We asked Surrey certified strength and conditioning specialist Michelle Roots of Core Conditioning to review the Bar Method. Here’s what she said:
Pros: Efficient strength-training exercise that tones without adding bulk.
“It’s almost like a hard-core version of Pilates and yoga — a hard-core strengthening class,” Roots said.
Cons: Cost. At $195 for an unlimited one-month pass and $22 per drop-in class, this is in line with higher end yoga and Pilates classes in Vancouver.
How it works: Traditionally people wanting to tone and sculpt lean muscles would do high- repetition and low-weight exercises, Roots said. Those wanting to lengthen their muscles would take yoga or Pilates.
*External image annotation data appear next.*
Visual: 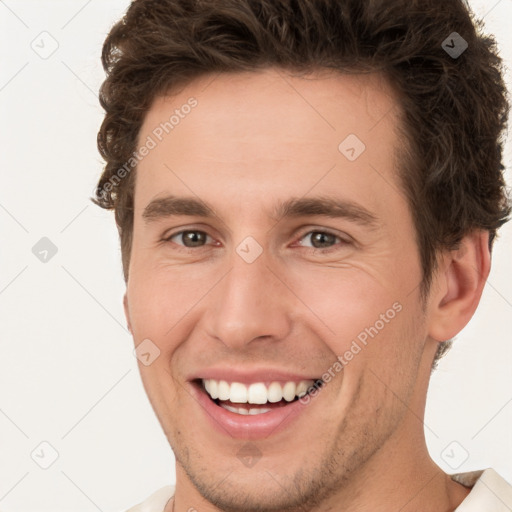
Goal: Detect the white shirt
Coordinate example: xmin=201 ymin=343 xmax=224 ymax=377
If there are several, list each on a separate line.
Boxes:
xmin=126 ymin=469 xmax=512 ymax=512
The Bar Method combines both.
Holding a muscle contraction through high repetitions recruits deep muscle fibres not often stimulated in traditional cardiovascular exercise and weight- training programs, Roots said. “Muscles are still stimulated because they are forced to work, but you are not focused on creating tears in the muscle fibres, which is how muscles gain size and bulk in traditional strength-training exercises.”
The idea behind the “shaking” while holding each pose is to recruit deep muscle fibres, which increases strength further and makes these once “sleeping” muscle fibres available to burn fuel and boost metabolism throughout the day, Roots said. Following each exercise with a stretch promotes muscle lengthening because the muscle is very warm after being worked maximally.
Cautions: “Because it’s low impact, I think it’s fairly safe, and it’s a good idea for people who do have joint problems and can’t go for a run or have knee pain when they do squats,” Roots said.